Vitamins are nutrients that our bodies need to grow and live. There’s a cast of 13 and they all get top billing, yet Vitamin D is among the most important, especially among growing teenagers, for its starring role in bone health.
During puberty, skeletal mass doubles. If teens don’t develop enough bone mass, they are at risk for osteoporosis (in which the bones become fragile and fracture easily) as they grow older.
Vitamin D helps the body absorb calcium and phosphorous from the foods we eat, and together they build bones and keep them strong. Break a leg? No worries! Vitamin D helps bones heal after an injury.
But Vitamin D is not only about bones; it’s busy doing other things, as well. Many of the body’s organs and tissues have receptors for Vitamin D, which explains why Vitamin D plays supporting roles in:
Keeping the heart and muscles healthy.
Protecting against respiratory viruses.
Maintaining blood sugar.
Promoting a healthy weight.
Helping premenstrual syndrome (PMS) and menstrual cramps (dysmenorrhea).
Lifting mood.
No wonder Vitamin D is called the sunshine vitamin.
What are the different forms of Vitamin D? Vitamin D2 (ergocalciferol) comes from plants and Vitamin D3 (cholecalciferol) is made by the skin from exposure to ultraviolet rays from sunlight. Vitamin D2 and D3 cannot be directly used by the body; first, the liver and kidneys convert them into forms that the body can use.
What foods contain Vitamin D? Good sources are mushrooms, egg yolks and fatty fish, such as salmon, tuna, herring, and sardines (surely a smash hit with teens). Some other foods fortified with Vitamin D include:
Cow’s milk.
Soy milk.
Orange juice.
Oatmeal.
Cereal.
How much Vitamin D do people need? Children older than 1 year need 600 units or more of vitamin D a day.
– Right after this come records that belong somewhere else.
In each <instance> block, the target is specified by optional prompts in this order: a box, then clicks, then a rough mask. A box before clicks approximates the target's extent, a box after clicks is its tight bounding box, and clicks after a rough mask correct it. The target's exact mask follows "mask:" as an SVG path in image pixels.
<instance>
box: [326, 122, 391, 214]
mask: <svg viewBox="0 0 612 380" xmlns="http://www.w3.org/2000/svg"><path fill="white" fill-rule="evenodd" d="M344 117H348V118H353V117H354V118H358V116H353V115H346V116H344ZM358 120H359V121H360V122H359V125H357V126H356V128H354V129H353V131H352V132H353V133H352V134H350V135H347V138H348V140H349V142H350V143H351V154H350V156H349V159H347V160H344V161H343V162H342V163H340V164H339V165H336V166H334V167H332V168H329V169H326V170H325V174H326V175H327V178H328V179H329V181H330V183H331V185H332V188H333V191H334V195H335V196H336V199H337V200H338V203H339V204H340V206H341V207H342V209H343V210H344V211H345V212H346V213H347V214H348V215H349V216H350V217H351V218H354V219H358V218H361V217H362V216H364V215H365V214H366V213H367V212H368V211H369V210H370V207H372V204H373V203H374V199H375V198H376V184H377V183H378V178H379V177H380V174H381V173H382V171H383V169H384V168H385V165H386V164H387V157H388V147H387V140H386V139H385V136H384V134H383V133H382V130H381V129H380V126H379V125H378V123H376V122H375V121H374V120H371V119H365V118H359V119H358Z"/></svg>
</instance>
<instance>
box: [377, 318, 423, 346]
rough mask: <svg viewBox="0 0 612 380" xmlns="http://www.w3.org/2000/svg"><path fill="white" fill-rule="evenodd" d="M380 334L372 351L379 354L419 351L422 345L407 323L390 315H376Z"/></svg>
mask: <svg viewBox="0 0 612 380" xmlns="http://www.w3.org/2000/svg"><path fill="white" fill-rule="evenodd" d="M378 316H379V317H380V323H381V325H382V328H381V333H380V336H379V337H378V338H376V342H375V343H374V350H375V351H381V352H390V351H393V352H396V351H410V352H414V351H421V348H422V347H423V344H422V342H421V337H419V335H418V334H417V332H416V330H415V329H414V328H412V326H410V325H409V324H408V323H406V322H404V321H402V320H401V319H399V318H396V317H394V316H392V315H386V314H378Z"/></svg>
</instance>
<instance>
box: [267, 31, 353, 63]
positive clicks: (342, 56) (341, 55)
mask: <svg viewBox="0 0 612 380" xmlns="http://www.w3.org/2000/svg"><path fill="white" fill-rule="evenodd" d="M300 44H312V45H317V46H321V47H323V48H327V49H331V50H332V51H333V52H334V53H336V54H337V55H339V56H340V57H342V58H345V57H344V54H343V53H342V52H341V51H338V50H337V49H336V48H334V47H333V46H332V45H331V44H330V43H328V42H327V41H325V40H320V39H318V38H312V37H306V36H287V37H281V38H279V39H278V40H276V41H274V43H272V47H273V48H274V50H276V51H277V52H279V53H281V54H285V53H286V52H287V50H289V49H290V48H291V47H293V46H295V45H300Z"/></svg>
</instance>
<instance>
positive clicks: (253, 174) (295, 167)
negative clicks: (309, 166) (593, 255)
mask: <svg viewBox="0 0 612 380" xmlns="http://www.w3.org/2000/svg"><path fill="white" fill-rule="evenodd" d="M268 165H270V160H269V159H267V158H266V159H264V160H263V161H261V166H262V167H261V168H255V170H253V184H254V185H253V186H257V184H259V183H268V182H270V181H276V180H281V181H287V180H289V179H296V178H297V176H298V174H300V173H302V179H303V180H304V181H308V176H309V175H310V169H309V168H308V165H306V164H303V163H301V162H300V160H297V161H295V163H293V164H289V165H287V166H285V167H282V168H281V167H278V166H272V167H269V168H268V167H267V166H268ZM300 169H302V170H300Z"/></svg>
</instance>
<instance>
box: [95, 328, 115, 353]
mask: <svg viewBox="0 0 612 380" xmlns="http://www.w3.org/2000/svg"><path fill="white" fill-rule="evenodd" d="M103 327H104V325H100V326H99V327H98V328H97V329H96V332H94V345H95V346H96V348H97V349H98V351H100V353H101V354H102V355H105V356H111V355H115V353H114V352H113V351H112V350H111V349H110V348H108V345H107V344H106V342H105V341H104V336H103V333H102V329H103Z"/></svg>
How can people get enough Vitamin D? Eating a diet rich in Vitamin D and spending several minutes outside in the sun is helpful. Sometimes the primary care provider (PCP) will recommend supplements. Lucky for all of us, there is no shortage of Vitamin D supplements including multivitamins, Vitamin D pills, chewables, liquids, and sprays. Vitamin D is also available in gummies, a definite favorite among kids.
What causes low Vitamin D? Vitamin D deficiency can result from too little sun exposure or inadequate dietary intake. Vitamin D deficiency is widespread: An estimated 10% of U.S. children are deficient and 60% may have suboptimal levels.
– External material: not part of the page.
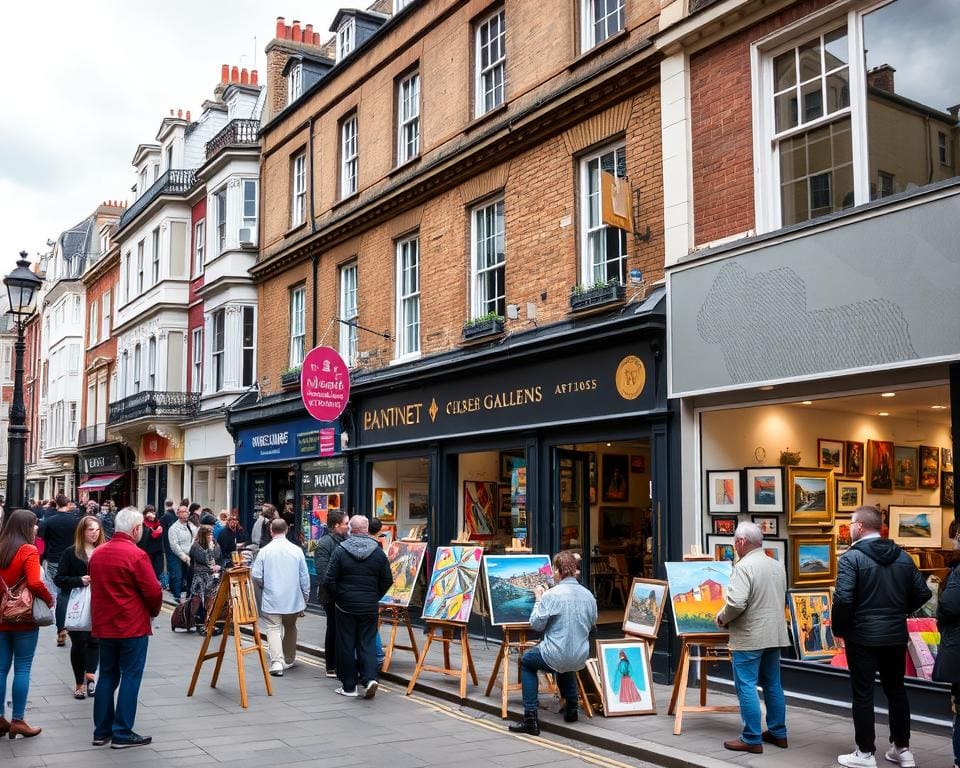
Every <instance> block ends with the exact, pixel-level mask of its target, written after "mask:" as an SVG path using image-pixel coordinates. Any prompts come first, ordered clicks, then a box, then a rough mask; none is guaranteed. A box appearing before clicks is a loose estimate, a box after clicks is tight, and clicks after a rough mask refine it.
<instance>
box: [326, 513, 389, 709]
mask: <svg viewBox="0 0 960 768" xmlns="http://www.w3.org/2000/svg"><path fill="white" fill-rule="evenodd" d="M323 584H324V586H325V587H326V588H327V591H328V592H329V593H330V595H331V596H332V597H333V602H334V606H335V607H334V610H336V612H337V677H339V678H340V687H339V688H337V690H336V693H339V694H340V695H341V696H351V697H356V696H358V695H359V694H358V692H357V682H358V681H359V683H360V685H362V686H363V697H364V698H365V699H372V698H373V697H374V695H375V694H376V692H377V650H376V634H377V617H378V614H379V603H380V598H381V597H383V595H384V593H385V592H386V591H387V590H388V589H390V587H391V586H392V585H393V574H392V573H391V572H390V563H389V562H388V561H387V556H386V555H385V554H384V552H383V549H381V547H380V543H379V542H378V541H377V540H376V539H375V538H373V537H372V536H370V535H369V522H368V521H367V518H365V517H364V516H363V515H354V516H353V517H351V518H350V535H349V536H348V537H347V538H346V539H345V540H344V541H342V542H341V543H340V545H339V546H338V547H337V548H336V549H335V550H334V551H333V554H332V555H331V556H330V565H329V566H328V567H327V574H326V576H325V577H324V578H323ZM329 663H330V662H329V660H328V661H327V664H329Z"/></svg>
PCPs should screen their patients for Vitamin D deficiency in their diets and order blood tests for those at high risk. Vitamin D status is best assessed by measuring blood levels. Risk factors for Vitamin D insufficiency and deficiency include:
Diets with inadequate Vitamin D.
Obesity.
Darker skin because darker skin synthesizes less Vitamin D from sun exposure than lighter skin.
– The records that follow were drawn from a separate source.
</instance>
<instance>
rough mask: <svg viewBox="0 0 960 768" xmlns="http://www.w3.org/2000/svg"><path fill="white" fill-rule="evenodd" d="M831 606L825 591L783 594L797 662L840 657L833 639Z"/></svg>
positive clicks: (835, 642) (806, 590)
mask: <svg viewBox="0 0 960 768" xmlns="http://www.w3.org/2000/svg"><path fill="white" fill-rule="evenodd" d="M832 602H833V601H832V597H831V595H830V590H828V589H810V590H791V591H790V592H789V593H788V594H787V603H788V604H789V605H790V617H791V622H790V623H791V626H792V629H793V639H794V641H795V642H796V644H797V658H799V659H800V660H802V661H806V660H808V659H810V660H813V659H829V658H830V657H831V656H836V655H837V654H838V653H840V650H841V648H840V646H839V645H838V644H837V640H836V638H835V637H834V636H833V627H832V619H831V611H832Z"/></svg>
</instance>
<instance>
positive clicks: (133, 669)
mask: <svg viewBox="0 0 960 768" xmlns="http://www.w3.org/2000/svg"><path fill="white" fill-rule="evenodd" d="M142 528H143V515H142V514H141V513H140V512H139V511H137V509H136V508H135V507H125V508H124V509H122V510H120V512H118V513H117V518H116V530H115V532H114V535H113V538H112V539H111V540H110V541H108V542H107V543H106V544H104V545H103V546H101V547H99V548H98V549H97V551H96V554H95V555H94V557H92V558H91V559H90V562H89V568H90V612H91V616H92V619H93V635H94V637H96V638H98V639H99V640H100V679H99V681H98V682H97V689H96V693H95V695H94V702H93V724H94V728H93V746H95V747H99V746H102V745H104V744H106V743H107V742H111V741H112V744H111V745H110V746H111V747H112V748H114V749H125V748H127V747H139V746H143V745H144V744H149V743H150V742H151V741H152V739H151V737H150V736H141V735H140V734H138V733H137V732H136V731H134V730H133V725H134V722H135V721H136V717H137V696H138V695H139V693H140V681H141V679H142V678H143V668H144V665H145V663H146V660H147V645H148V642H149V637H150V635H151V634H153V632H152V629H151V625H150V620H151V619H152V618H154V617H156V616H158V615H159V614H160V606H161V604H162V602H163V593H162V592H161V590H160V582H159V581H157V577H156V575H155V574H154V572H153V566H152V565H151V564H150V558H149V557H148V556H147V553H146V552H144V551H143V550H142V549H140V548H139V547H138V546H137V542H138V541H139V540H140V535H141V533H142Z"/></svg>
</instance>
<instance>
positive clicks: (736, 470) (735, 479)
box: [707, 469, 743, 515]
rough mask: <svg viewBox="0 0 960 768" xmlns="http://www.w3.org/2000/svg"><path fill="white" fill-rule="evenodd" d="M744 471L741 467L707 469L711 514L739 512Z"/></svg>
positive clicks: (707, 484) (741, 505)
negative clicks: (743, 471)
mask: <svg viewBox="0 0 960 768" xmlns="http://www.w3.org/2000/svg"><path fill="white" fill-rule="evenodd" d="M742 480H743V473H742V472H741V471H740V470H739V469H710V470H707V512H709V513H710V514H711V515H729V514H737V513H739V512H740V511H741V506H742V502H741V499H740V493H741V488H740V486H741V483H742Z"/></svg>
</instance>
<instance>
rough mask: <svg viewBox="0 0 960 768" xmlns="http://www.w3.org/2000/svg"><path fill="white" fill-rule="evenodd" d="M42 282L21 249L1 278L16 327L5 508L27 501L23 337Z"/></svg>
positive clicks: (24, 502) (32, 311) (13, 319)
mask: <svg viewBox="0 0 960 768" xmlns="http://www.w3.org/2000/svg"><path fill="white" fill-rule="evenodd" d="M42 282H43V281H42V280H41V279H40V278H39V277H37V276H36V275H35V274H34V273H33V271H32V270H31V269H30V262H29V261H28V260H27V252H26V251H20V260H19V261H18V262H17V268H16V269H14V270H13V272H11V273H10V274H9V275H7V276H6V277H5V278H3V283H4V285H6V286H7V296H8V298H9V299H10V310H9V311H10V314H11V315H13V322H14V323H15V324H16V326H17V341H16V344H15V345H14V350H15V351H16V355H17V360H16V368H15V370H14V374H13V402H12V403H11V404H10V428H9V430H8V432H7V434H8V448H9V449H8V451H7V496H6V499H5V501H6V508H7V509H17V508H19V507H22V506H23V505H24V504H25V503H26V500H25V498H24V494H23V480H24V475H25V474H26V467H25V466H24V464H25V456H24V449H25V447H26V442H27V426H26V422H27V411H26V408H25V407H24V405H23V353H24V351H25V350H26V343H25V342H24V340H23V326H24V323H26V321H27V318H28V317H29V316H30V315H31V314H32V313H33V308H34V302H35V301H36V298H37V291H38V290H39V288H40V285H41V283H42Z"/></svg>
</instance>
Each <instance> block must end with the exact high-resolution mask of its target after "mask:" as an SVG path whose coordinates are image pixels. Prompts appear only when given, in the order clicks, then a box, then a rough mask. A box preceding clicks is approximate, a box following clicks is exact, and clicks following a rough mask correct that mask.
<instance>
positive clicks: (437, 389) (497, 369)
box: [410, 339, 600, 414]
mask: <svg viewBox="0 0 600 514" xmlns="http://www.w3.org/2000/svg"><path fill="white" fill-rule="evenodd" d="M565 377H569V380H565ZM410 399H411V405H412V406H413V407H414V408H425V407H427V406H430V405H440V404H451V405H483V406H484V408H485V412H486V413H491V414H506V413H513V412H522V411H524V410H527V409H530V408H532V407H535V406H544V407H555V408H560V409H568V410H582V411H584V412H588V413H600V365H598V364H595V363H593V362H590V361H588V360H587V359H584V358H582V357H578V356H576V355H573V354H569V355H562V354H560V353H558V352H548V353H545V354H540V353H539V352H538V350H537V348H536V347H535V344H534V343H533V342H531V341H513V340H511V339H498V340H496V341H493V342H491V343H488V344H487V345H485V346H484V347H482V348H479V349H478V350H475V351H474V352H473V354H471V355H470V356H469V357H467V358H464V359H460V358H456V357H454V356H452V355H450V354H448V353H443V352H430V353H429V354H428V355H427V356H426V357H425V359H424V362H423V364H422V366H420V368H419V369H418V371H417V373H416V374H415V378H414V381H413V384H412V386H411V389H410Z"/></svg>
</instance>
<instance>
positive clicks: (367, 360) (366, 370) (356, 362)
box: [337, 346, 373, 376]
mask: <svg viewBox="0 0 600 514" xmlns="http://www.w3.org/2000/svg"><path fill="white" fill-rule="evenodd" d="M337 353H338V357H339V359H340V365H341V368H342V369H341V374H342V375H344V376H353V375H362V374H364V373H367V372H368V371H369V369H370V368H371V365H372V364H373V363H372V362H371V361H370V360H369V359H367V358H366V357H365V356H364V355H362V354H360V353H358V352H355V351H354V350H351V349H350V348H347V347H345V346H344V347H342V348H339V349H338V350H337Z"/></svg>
Certain medical conditions, including cystic fibrosis, diabetes, and some gastrointestinal diseases that interfere with absorption.
Is it possible to have too much of a good thing? Sadly, yes. Too much Vitamin D (more than 4,000 units a day) can lead to too much calcium being absorbed into the body, which can cause problems such as vomiting, nausea, stomach pain, fatigue, dizziness, confusion, excessive thirst, frequent urination, kidney damage, and, ironically, bone loss (go figure).
Our advice to parents: Take a 10 to 15 minute intermission from your busy day and sit in the sun with your teenagers. Also, enjoy a daily smoothie (made with milk, of course).
Minal Aundhia is a second-year pediatric resident and Rima Himelstein is an adolescent medicine physician at the Nemours Children’s Hospital, Delaware.